S.O.P:PARIS : OBSÈQUES D'OLIVIER CLÉMENT,(discours)
20 JAN 2009 - PARIS : OBSÈQUES D'OLIVIER CLÉMENT
Lors des obsèques d'Olivier CLÉMENT, célébrées, le 20 janvier, dans l'église Saint-Serge, à Paris, sous la présidence du métropolite EMMANUEL, évêque du diocèse du patriarcat oecuménique en France et président de l'Assemblée des évêques orthodoxes de France, et de l'archevêque GABRIEL, qui est à la tête de l'archevêché des paroisses de tradition russe en Europe occidentale (patriarcat oecuménique), dont dépend l'Institut Saint-Serge, plusieurs interventions ont donné l'occasion de rendre un vibrant hommage au théologien défunt, en présence d'une foule nombreuse de clercs, d'amis et de fidèles, parmi lesquels le métropolite JEAN (patriarcat d'Antioche, Paris) et une importante délégation du patriarcat de Roumanie, composée des métropolites THÉOPHANE (Iasi), SÉRAPHIN (Berlin) et JOSEPH (Paris), qui tous trois furent les élèves d'Olivier CLÉMENT lors de leurs études à l'Institut Saint-Serge, et l'évêque ATHÉNAGORAS (Peckstadt), venu de Belgique (patriarcat oecuménique), ainsi que plusieurs représentants de l'Eglise catholique, entre autres, le nonce apostolique en France, Mgr BALDINI, Mgr Gerard DAUCOURT, évêque de Nanterre, et le père Michel MALLÈVRE, délégué national à l'oecuménisme.

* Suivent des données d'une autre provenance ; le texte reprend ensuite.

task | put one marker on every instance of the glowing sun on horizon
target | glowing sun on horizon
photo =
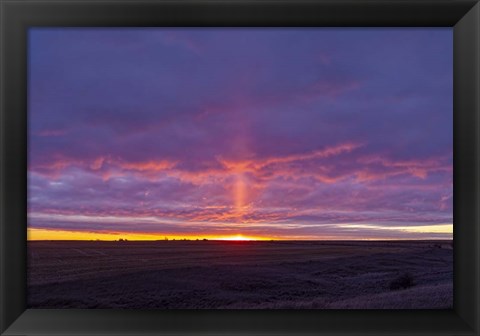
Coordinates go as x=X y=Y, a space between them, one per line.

Dans son homélie au cours de la liturgie, l'archevêque GABRIEL a affirmé : " Nous enterrons aujourd'hui un apôtre du Christ qui a rendu témoignage de la foi chrétienne dans ce monde, qui a travaillé toute sa vie pour l'implantation de l'orthodoxie en Occident ". Dans l'éloge funèbre qu'il devait prononcer au début de l'absoute, le père Boris BOBRINSKOY, doyen honoraire de l'Institut Saint-Serge, a rappelé le parcours et l'oeuvre d'Olivier CLÉMENT, " une longue vie consacrée à l'annonce du message évangélique, enrobé dans une tradition ecclésiale bimillénaire " qu'il avait découverte à l'âge adulte. Reprenant l'adage d'un apologète du 3e siècle qui disait " on ne naît pas chrétien, on le devient ", le père Boris a poursuivit : " Olivier l'est véritablement devenu ! ". A la fin de la célébration, le métropolite EMMANUEL a donné lecture d'un message de condoléances du patriarche oecuménique BARTHOLOMÉE Ier exprimant la " peine ressentie dans tout le monde orthodoxe pour la perte d'une figure marquante de l'orthodoxie dans la 2e moitié du 20e siècle " qui fut un " véritable diacre de la parole et un chantre de la beauté ". " Nous lui sommes tous redevables et reconnaissants pour ce qu'il a fait. Que sa mémoire soit éternelle ", poursuit-il.
Dans un autre message, le patriarche DANIEL de Roumanie insiste quant à lui sur les " charismes particuliers " d'un " grand confesseur de la foi chrétienne, en général, et de l'orthodoxie, en particulier, dans le monde sécularisé ". Saluant le " théologien inspiré " qui a su" articler la foi et la culture, le sacré et le social ", il souligne le mérite d'une oeuvre centré sur " le mystère de la personne en communion divino-humaine " qui a " annoncé le Christ ressuscité comme sens ultime de l'homme et de l'univers ". Le dernier à prendre la parole fut Andrea RICCARDI, fondateur de la communauté Sant'Egidio, qui avait tenu à venir de Rome, pour " s'incliner devant une vie, celle de son ami, Olivier CLÉMENt, et devant l'Eglise orthodoxe qui l'a nourri ", avant de rappeler une " boutade " que lui avait dite un jour le pape JEAN-PAUL II en évoquant la France et le théologien orthodoxe français : " C'est comme lui qu'il faut être !".